Africa: Letter from a continent

Born 3,600 million years ago,
I am the oldest and most stable land mass on earth.
I am so large that the mightiest nation on earth
could fit into a desert of mine.
My oldest rocks bequeath such wealth,
I am well-endowed.
Too well-endowed for my own good.
My geology deposited an abundance of riches within my borders,
Beyond imagining.
Gold, diamonds copper, coltan, tin. I can’t remember them all.
I am too old.

Some of you left me 100,000 years ago to colonise other lands.
And yet, when my European descendants first landed on my shores,
you did not know me.
There was no sense of returning home.
I was inhospitable, holding you northerners off for as long as I could,
sensing your white-skinned, thick-blooded rapaciousness.
After stealing quinine from other native peoples to curb malaria.
You enslaved my people, with the help of your African partners,
I’m ashamed to say.
I was deepest darkest Africa, Conrad’s ‘Heart of Darkness’,
but I seduced, beckoning with dreams of rich spoils and lavish booty.

I was depopulated, condemned to apathy,
large areas desolate, deserted;
relations between those left behind poisoned,
propagating hatred, inflaming wars.
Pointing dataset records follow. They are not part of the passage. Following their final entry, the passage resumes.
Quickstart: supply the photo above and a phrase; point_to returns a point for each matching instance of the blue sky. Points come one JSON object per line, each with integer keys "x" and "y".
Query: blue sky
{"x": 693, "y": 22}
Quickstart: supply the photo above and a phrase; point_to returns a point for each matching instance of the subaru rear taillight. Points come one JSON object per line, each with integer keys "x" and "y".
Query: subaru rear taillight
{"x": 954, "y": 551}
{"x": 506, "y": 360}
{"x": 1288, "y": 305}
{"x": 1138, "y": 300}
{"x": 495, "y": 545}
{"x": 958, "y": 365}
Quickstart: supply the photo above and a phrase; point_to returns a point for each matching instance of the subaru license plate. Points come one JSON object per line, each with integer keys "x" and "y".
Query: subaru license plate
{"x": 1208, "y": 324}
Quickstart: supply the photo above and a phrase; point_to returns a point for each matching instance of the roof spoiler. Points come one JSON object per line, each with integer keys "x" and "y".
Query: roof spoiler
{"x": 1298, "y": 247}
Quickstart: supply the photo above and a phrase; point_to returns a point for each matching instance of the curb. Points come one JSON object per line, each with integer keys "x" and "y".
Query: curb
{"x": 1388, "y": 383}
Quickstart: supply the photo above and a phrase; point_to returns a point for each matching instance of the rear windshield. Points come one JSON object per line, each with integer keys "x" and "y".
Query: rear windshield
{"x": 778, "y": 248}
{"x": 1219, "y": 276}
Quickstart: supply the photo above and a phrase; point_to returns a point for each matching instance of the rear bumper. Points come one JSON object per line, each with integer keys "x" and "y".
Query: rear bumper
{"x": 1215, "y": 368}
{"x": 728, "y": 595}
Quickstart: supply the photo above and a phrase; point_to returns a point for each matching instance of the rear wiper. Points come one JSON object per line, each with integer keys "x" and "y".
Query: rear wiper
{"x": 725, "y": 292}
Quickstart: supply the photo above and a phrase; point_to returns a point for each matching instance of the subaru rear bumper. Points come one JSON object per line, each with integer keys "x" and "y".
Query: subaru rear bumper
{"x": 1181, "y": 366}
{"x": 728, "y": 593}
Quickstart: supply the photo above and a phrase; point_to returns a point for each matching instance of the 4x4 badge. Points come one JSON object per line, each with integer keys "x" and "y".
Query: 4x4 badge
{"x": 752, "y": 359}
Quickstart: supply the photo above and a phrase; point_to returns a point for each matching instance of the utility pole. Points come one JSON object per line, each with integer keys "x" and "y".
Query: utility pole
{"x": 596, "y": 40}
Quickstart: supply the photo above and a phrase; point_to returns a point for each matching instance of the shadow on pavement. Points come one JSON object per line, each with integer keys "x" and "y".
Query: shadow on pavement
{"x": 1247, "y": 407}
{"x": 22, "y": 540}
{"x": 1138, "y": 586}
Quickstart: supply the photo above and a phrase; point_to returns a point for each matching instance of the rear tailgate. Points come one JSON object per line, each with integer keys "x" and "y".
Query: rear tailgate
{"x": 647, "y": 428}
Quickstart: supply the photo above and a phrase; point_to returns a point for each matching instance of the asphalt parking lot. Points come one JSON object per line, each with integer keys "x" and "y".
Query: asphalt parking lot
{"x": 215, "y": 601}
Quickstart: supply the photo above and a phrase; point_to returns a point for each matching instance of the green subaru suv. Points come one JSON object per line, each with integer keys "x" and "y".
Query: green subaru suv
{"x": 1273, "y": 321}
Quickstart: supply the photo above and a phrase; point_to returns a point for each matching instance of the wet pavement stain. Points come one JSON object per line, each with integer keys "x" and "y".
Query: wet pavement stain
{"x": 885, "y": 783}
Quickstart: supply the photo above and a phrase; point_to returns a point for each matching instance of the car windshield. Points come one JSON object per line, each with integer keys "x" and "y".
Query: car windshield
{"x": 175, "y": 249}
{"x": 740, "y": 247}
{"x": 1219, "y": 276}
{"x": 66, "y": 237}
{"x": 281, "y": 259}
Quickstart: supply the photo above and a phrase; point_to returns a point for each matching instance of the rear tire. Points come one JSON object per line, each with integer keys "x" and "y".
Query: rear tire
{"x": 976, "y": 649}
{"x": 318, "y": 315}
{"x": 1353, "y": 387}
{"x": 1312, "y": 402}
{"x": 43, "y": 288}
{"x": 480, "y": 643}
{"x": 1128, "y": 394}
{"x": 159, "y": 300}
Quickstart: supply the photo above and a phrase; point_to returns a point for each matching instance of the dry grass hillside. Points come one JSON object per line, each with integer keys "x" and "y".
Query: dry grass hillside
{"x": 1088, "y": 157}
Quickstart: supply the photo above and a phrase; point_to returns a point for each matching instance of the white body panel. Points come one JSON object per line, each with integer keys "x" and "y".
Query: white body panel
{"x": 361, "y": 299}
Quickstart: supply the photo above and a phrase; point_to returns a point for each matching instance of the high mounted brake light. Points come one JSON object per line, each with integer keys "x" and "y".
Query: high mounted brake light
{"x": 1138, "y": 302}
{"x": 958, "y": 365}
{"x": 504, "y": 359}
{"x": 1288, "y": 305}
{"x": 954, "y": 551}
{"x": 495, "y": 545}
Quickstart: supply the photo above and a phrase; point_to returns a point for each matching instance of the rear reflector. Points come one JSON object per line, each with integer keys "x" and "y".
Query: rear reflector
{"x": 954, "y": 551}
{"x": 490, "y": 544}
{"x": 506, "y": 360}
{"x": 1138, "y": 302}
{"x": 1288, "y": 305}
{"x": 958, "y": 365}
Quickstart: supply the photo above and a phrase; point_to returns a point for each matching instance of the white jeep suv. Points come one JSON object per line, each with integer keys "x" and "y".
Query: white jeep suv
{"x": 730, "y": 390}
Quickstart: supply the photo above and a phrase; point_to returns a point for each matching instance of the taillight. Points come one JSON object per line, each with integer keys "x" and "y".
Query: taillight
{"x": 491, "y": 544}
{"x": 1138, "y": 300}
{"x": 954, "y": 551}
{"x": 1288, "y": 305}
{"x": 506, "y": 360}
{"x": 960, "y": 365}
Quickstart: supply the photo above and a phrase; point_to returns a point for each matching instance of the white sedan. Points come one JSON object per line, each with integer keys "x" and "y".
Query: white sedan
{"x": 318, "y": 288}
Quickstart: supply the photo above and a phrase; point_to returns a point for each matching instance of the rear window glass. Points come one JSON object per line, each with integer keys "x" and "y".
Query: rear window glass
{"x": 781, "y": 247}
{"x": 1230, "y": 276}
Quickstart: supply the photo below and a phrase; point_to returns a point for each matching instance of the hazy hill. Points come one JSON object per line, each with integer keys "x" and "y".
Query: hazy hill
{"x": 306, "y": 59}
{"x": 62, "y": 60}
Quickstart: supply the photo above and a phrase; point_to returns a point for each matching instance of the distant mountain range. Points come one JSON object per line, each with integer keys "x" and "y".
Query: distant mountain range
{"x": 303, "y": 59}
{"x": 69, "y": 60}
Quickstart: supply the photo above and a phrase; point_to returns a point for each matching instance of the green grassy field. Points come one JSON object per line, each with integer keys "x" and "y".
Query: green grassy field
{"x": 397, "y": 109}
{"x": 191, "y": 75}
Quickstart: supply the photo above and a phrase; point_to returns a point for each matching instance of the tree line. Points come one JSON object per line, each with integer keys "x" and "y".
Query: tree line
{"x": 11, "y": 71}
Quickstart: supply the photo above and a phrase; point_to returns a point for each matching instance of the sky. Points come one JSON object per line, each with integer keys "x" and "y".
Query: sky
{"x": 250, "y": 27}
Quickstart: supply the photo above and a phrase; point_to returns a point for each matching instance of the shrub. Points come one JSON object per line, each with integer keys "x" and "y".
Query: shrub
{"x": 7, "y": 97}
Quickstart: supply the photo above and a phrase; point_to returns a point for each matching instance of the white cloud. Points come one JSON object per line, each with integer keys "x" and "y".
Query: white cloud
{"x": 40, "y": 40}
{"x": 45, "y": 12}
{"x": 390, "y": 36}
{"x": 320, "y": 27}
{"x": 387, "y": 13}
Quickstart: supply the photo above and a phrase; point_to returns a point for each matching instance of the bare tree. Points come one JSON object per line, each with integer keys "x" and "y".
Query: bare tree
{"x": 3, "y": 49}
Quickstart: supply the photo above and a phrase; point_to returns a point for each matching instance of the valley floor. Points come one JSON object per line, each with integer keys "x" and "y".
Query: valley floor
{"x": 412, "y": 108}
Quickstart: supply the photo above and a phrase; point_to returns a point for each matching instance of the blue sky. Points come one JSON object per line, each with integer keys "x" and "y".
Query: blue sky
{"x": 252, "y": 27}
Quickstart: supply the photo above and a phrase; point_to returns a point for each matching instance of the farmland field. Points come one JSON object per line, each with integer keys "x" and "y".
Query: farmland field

The strong overpowering the weak,
selling them in the market place and leaving a permanent scar on my
psyche.
An inferiority complex, if you like.
My people were the other, sub-human,
to be exploited for their labour, then disposed of.
The philosophy that inspired Auschwitz and Treblinka was formulated here;
obsessive contempt and brutality, vileness and hatred.
A world-wide enterprise really, for Europe, the Americas and Asia.

I’m told I’m a basket case, my people lazy, a monocultural mess
waiting for Westerners to come and clean up,
when it is with their labour, you laid the foundations for your power-houses.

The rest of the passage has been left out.